R: D’abord je dois préciser que nous n’avons jamais été contre l’audit juriscomptable. Nous avons donné les comptes de la Banque Centrale en tant que tels. Là où on avait un empêchement légal, c’était le compte des tiers : le gouvernement et les banques. Et là il fallait légalement prendre l’initiative de chercher la loi du secret bancaire ou la suspendre. Le Parlement l’a fait ce qui prouve que nous avions raison qu’il y avait une raison juridique pour cela. La Banque Centrale a déjà averti le gouvernement que tous les comptes des tiers en plus des comptes de la Banque Centrale qu’on avait déjà donné à la disposition du gouvernement.
Q: Le président français Emmanuel Macron est venu au Liban deux fois. Il a critiqué d’une façon très violente les élites Libanaises. Il a aussi critiqué ce qu’il a appelé une pyramide de Ponzi qui avait été mise en place dans un système où vous êtes accusé de jouer un rôle central à savoir : la banque Du Liban pour résumer aurait attirer les dépôts en dollars des banques commerciales en leur offrant des taux d’intérêts extravagants et que du coût ca a été une espèce de fuite en avant et que à partir du moment où il ya eu une crise , tout s’est effondré et que vous êtes vous responsable
R: D’abord je voudrais dire que nous apprécions en tant que Libanais et moi-même les initiatives du président Macron envers le Liban en ces moments difficiles.
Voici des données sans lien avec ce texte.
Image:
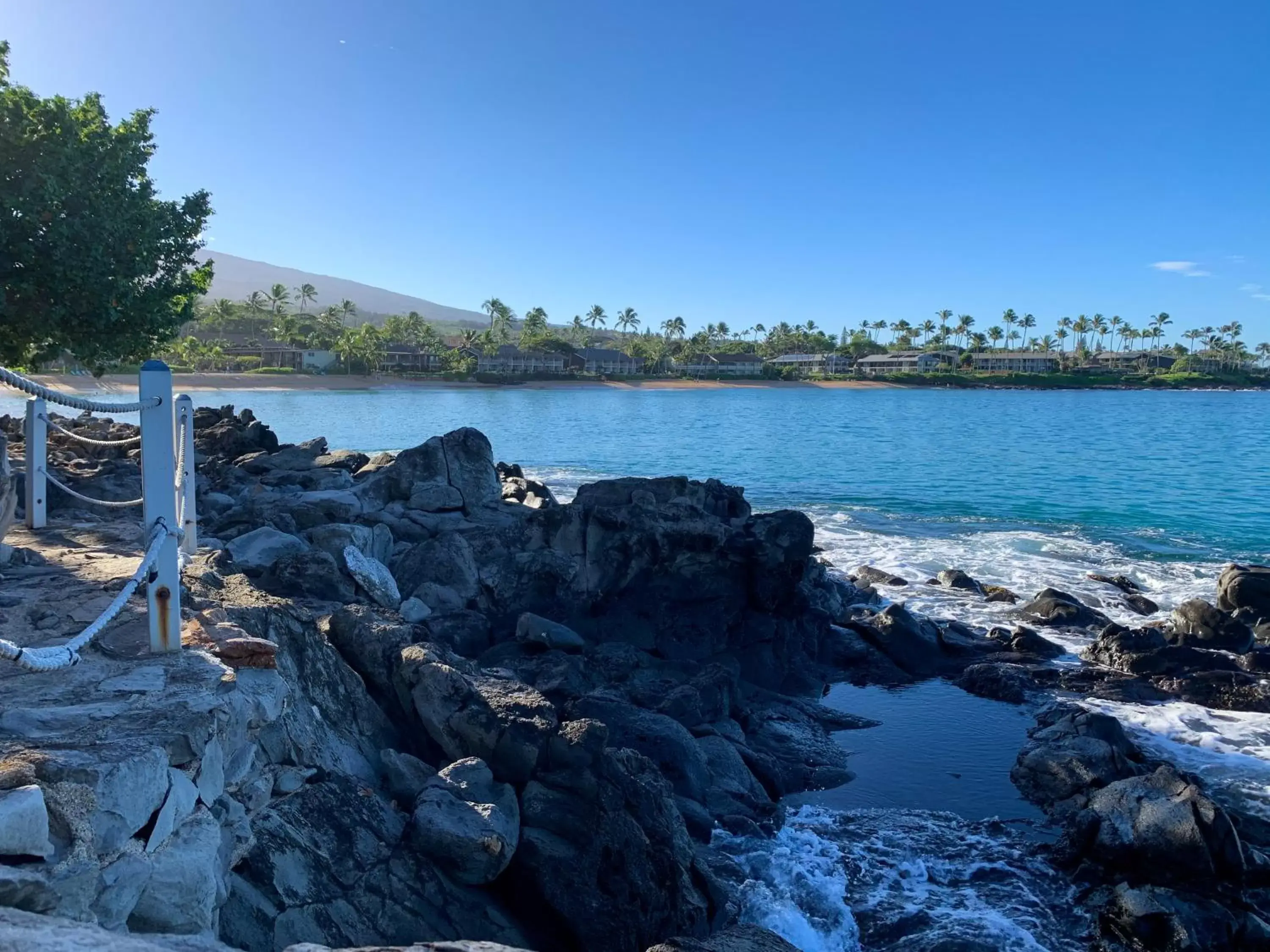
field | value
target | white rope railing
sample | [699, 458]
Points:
[107, 503]
[56, 657]
[173, 528]
[73, 435]
[56, 396]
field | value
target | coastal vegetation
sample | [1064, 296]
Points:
[92, 262]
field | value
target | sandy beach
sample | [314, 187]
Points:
[195, 382]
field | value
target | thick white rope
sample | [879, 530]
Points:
[107, 503]
[92, 442]
[181, 471]
[56, 396]
[51, 659]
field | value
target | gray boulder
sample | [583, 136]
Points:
[911, 643]
[336, 537]
[374, 577]
[446, 560]
[25, 823]
[877, 577]
[1197, 624]
[414, 611]
[435, 498]
[1061, 610]
[185, 881]
[469, 713]
[257, 550]
[544, 631]
[313, 574]
[468, 823]
[404, 775]
[1245, 587]
[958, 579]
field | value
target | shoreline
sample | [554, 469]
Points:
[196, 382]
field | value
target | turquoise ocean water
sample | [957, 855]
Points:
[1019, 488]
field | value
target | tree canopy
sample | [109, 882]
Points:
[92, 262]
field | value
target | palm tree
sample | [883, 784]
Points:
[279, 299]
[1028, 323]
[596, 315]
[627, 319]
[256, 303]
[535, 322]
[1161, 320]
[944, 318]
[304, 295]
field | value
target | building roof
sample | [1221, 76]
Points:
[602, 353]
[799, 358]
[1019, 355]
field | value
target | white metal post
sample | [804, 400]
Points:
[37, 459]
[186, 484]
[159, 494]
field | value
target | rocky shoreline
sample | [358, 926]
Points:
[425, 700]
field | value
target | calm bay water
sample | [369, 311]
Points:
[1166, 474]
[1019, 488]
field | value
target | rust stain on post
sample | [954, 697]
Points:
[163, 600]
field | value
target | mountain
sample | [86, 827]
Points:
[238, 277]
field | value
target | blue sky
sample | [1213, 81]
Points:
[715, 159]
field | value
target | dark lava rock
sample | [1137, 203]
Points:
[737, 938]
[877, 577]
[1000, 593]
[1072, 753]
[1156, 918]
[1122, 582]
[1197, 622]
[1001, 682]
[1146, 652]
[1159, 828]
[958, 579]
[1140, 605]
[1245, 587]
[1025, 641]
[1063, 611]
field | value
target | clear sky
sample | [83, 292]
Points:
[714, 159]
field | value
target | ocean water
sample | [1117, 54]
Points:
[1023, 489]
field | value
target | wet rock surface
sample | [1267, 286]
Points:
[423, 700]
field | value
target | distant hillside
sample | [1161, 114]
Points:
[238, 277]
Deuxièmement, la Banque Centrale en regardant les chiffres depuis 2017 jusqu’à septembre 2020 dans ses transactions avec les banques ont donné aux banques tous les dépôts ou tous les flots qu’ils avaient amené en devises. Et en plus de cela, elle a contribué à 13 milliards de dollars d’injection dans le secteur bancaire. Là où tout le monde se trompe c’est que les fonds qu’il y avait dans les banques, la liquidité en devises dans les banques a été essentiellement absorbée par les importations. Nous avons importé entre 2017 et 2019 pour plus de 65 milliards de dollars ce qui est énorme pour le Liban et c’est la raison essentielle du manque de liquidité. Les audits qui vont se faire vont démontrer cela.
Q: Quand le président Macron utilise pyramide de Ponzi évidemment cela évoque Bernard Madoff aux Etats-Unis et donc cela veut dire quelque chose de frauduleux et certains vous accusent d’avoir offert ces taux extravagants à des banques parce que ce sont des banques puissantes contrôlées par des clans politiques puissants et qu’il y avait une sorte de quiproquo entre les deux : ok je vais obtenir de l’argent pour financer le gouvernement et en échange je fais plaisir aux banques.
R: Les taux d’intérêts qui ont été payés au Liban et là les audits vont le démontrer aussi étaient inférieurs à ceux qui étaient payés en Egypte ou en Turquie. Deuxièmement, les banques qui ont placé à la banque centrale l’ont fait volontairement. Ils n’ont pas été forcés à le faire par des circulaires. Les banques n’avaient pas tous leurs placements à la Banque Centrale. C’est-à-dire que les banques n’ont même pas acheté les papiers de la dette libanaise directement entre eux et le gouvernement. Et quand il y eu le défaut de paiement les banques libanaises avaient 14 milliards de dollars de bond de trésor qui se sont évaporé.
Q: Vous rejetez votre responsabilité ?
R: Il n’y a aucune responsabilité et d’ailleurs si la Banque Centrale avait été mal gérée. Aujourd’hui tout le pays vit sur les fonds qui sont à la Banque Centrale.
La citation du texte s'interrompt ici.